Beverage company says new CBD products will bring in $100 million in revenue

By Hank Schultz

- Last updated on GMT

Getty Images
Getty Images
In another sign of the vibrancy of the CBD market, fast growing New Age Beverages foresees $100 million in sales over the next 18 months for its recently launched line of cannabinoid based beverages and topical products.

New Age Beverages, which is based in Denver, CO, merged in December with Morinda, a network marketing specialist in noni products. The combined company does business in a number of markets, including China. New Age had billed itself prior to the merger as the fastest growing natural beverage company in the country.

In its recent quarterly earnings statement, the first since the merger fully took hold, New Age reported $60.5 million in gross revenue, a 404% increase from the first quarter of 2018. Company officials noted that in an earnings call with investors that the company did only about $60 million in revenue in all of 2018.

CBD products added to extensive beverage line

New Age, with the addition of Morinda, now sells canned coffee and yerba mate drinks under the Marley brand name, Xing branded iced tea, a line of kombucha products, coconut water and a recovery beverage, as well as the noni line that came with the Morinda merger.
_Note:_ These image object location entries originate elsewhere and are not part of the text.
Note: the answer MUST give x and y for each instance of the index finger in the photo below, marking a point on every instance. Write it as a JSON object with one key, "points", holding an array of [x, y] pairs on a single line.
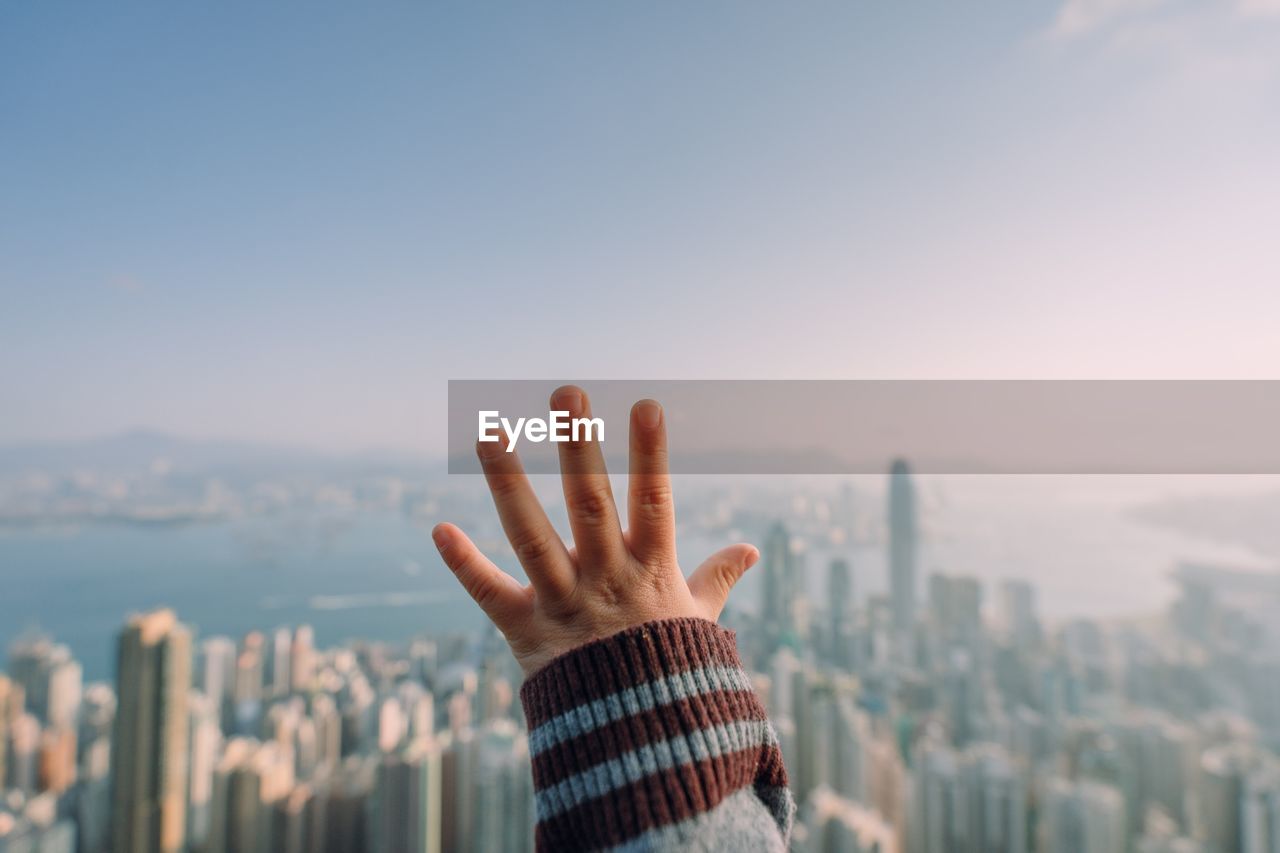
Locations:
{"points": [[649, 503]]}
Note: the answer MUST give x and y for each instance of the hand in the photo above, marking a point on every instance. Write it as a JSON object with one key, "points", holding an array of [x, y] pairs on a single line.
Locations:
{"points": [[611, 580]]}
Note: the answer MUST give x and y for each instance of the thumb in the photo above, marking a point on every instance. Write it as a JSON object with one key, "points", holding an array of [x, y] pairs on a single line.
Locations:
{"points": [[712, 580]]}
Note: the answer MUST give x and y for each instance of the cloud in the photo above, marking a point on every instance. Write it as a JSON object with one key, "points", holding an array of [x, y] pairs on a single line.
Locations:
{"points": [[126, 284], [1258, 8], [1219, 48], [1080, 17]]}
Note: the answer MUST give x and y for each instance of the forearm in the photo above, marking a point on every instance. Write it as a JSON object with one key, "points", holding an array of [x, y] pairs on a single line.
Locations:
{"points": [[653, 739]]}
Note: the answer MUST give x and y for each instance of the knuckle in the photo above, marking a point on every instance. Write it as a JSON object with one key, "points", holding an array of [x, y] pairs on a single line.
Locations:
{"points": [[652, 501], [484, 591], [593, 507], [503, 486], [531, 547]]}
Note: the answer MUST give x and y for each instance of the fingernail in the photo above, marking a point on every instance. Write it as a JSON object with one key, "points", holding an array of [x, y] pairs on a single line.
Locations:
{"points": [[649, 414], [568, 400]]}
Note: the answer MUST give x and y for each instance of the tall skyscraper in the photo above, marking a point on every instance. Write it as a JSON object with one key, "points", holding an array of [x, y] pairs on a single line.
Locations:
{"points": [[10, 708], [778, 579], [903, 534], [406, 806], [840, 601], [970, 802], [149, 749], [1018, 614], [50, 678], [1083, 817]]}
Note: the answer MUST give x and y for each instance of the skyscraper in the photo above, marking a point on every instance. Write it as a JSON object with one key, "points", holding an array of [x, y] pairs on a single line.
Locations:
{"points": [[50, 678], [840, 601], [1082, 817], [149, 755], [782, 587], [901, 557], [406, 807]]}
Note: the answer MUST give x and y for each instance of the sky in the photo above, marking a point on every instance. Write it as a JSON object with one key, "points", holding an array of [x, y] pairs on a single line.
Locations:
{"points": [[296, 222]]}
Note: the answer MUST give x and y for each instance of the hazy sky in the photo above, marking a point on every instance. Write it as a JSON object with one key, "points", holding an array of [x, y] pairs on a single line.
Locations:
{"points": [[296, 223]]}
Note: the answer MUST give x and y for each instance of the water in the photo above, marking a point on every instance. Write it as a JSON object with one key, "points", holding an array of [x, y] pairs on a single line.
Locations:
{"points": [[378, 575], [374, 576]]}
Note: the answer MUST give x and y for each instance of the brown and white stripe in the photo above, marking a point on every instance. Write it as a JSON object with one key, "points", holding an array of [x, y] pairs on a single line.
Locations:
{"points": [[639, 738]]}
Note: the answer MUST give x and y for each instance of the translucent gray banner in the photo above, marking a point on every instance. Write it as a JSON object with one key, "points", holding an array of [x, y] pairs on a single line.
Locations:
{"points": [[856, 427]]}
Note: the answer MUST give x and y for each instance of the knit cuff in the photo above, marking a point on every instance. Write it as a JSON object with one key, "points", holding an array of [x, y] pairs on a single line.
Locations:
{"points": [[647, 729]]}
All are sold in a mix of direct to consumer and brick and mortar distribution.

In a recent earnings call with investors, the company said that despite its already rapid growth, more is in store with the launch of CBD based products, which includes creams and lotions as well as a CBD-infused beverage.
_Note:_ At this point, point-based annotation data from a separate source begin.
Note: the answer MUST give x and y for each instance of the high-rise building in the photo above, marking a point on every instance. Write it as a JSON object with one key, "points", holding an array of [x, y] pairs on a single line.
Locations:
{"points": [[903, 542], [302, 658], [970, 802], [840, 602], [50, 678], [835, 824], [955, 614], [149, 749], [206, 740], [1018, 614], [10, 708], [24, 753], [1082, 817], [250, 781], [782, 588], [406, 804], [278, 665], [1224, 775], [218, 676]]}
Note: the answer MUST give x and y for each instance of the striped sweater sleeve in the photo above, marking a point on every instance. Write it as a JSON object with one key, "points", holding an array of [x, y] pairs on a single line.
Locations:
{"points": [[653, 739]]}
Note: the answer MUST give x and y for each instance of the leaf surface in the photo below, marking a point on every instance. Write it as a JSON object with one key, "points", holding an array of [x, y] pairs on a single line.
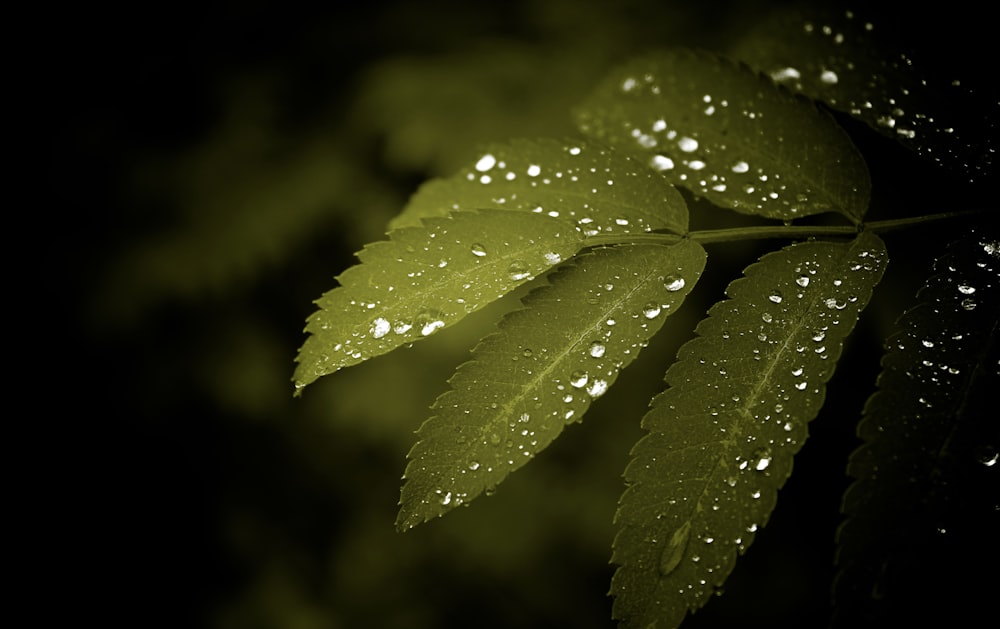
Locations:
{"points": [[425, 278], [730, 135], [930, 439], [542, 369], [593, 187], [853, 65], [722, 436]]}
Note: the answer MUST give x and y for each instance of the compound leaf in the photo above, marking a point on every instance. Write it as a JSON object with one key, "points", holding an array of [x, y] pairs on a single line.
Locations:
{"points": [[852, 65], [730, 135], [595, 188], [929, 440], [541, 369], [722, 436], [425, 278]]}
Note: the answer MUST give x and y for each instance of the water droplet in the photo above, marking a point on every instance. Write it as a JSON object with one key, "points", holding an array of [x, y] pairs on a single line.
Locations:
{"points": [[674, 550], [761, 459], [688, 145], [673, 284], [518, 271], [485, 163], [380, 327], [431, 327], [597, 388], [651, 310], [661, 162]]}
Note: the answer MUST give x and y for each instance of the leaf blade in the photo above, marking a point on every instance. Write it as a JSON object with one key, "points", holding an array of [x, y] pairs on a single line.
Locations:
{"points": [[600, 190], [852, 65], [927, 442], [424, 278], [721, 437], [730, 135], [541, 370]]}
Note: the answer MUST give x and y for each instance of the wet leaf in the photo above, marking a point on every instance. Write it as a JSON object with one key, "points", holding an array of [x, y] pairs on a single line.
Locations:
{"points": [[721, 438], [855, 66], [542, 369], [730, 135], [600, 190], [929, 436], [425, 278]]}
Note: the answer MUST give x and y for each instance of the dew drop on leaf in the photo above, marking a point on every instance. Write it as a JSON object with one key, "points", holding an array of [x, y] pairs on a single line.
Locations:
{"points": [[518, 271], [485, 163], [673, 284], [579, 379], [671, 556], [380, 327], [597, 388], [761, 459]]}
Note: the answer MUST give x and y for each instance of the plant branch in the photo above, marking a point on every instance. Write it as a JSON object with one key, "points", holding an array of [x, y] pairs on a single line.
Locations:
{"points": [[791, 232]]}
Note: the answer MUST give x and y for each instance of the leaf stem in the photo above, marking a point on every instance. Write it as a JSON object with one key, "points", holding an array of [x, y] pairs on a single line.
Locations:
{"points": [[792, 232]]}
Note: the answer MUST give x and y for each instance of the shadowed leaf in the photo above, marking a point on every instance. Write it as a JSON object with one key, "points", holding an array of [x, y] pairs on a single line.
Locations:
{"points": [[541, 370], [929, 433], [722, 436]]}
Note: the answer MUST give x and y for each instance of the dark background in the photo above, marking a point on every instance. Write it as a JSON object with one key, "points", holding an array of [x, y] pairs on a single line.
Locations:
{"points": [[210, 169]]}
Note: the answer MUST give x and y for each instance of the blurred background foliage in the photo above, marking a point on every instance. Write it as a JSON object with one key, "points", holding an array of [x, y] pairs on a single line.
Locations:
{"points": [[213, 167]]}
“If it went right and the regulatory landscape unfolds globally as we expect it to, if it all went right—my CFO is going to kill me for saying this—but this could be big. So more than $100 million is nowhere near out of the realm of expectation, because mind you it’s wide open and we can be first,”​ said New Age CEO Brent Willis. The earnings call was posted in transcript form on the site seekingalpha.com​.
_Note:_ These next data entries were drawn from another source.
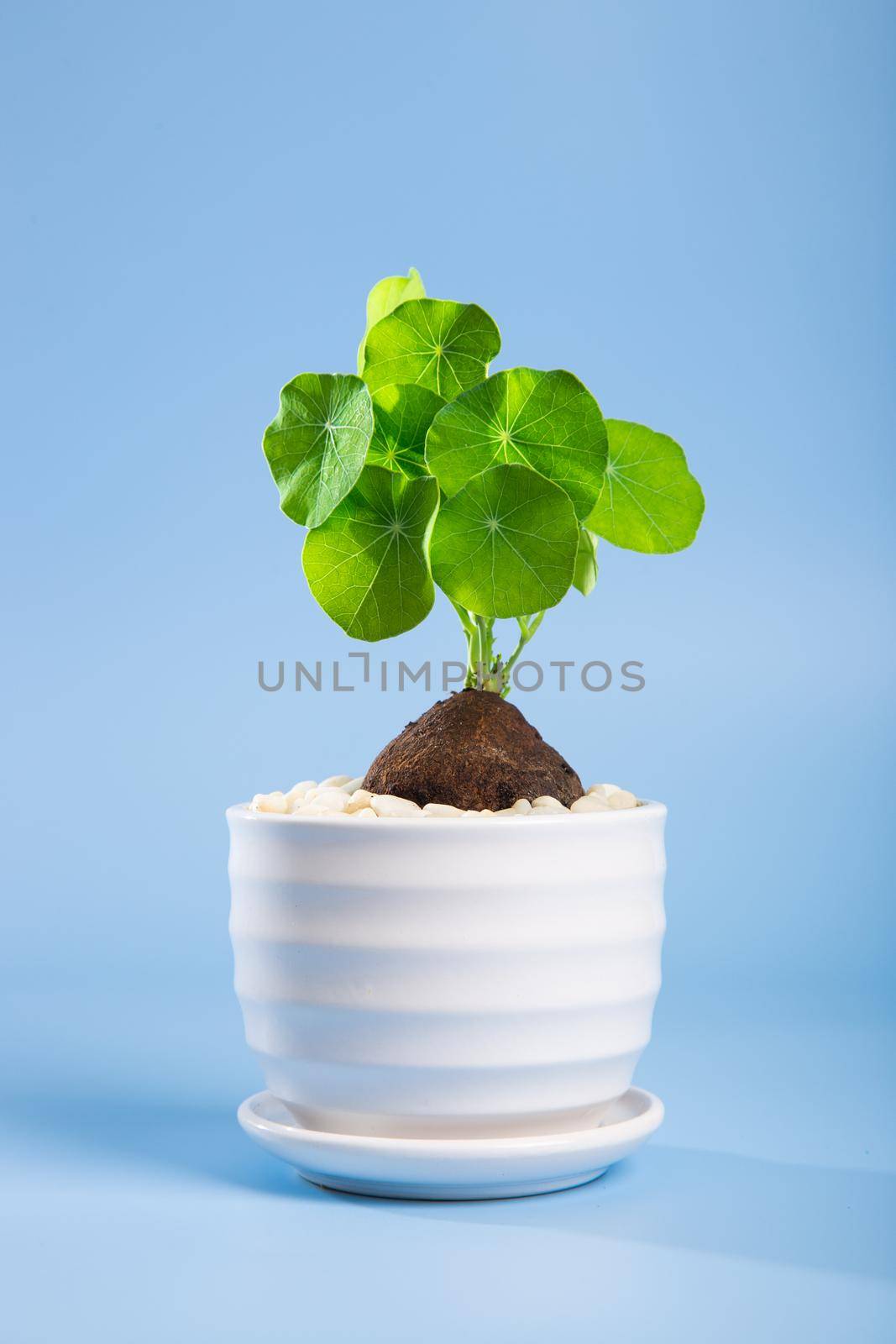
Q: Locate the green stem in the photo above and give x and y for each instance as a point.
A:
(527, 631)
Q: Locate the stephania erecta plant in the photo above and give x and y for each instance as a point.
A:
(425, 470)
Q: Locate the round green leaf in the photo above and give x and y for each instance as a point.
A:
(402, 416)
(317, 445)
(367, 564)
(443, 346)
(651, 501)
(385, 297)
(550, 423)
(586, 562)
(506, 544)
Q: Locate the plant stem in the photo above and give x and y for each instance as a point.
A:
(527, 631)
(484, 669)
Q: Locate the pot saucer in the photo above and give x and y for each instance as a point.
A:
(453, 1168)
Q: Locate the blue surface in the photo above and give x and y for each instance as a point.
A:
(687, 206)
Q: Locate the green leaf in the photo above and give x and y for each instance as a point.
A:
(586, 562)
(651, 501)
(367, 564)
(385, 297)
(317, 444)
(402, 416)
(550, 423)
(443, 346)
(506, 544)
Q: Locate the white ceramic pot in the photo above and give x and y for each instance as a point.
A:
(448, 978)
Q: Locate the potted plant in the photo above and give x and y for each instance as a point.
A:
(448, 968)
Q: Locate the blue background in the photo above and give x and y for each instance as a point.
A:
(688, 206)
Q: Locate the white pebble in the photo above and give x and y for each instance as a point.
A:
(590, 803)
(275, 801)
(387, 806)
(360, 799)
(332, 800)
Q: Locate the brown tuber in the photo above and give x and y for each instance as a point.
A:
(473, 750)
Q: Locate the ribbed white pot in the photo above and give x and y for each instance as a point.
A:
(448, 978)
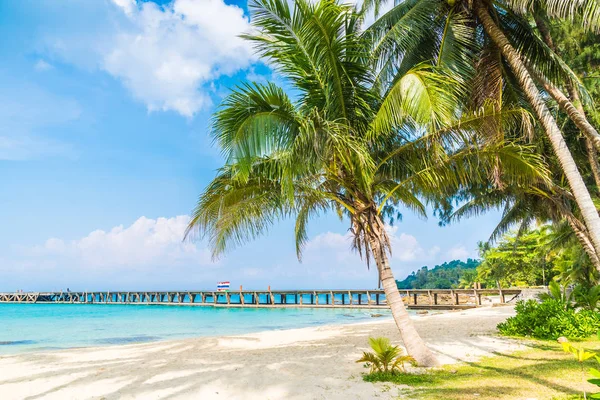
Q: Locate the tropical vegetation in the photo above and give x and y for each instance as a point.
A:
(346, 144)
(448, 275)
(385, 358)
(540, 370)
(437, 103)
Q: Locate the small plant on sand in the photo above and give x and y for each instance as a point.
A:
(581, 354)
(385, 358)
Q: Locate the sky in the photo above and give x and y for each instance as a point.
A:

Chinese direct selling restrictions eased

In Asia, the company has strong distribution in Japan. It has a business in China, too, that was founded under the Morinda brand name. That activity was impacted by China’s recent crackdown on direct selling​, which Willis said was a reaction to the activities of two particular companies in the market. But CFO Gregory Gould said that the regulatory action seems now to have run its course.

“A big question we have right now is how quickly can China come back? The Chinese government has just lifted several restrictions on the way we can do business there and the big question will be how quickly will this come back. We believe this will be helped substantially by our introduction of Noni+Collagen​ (a Morinda product) and that launch is going on right now and going very well,”​ he said.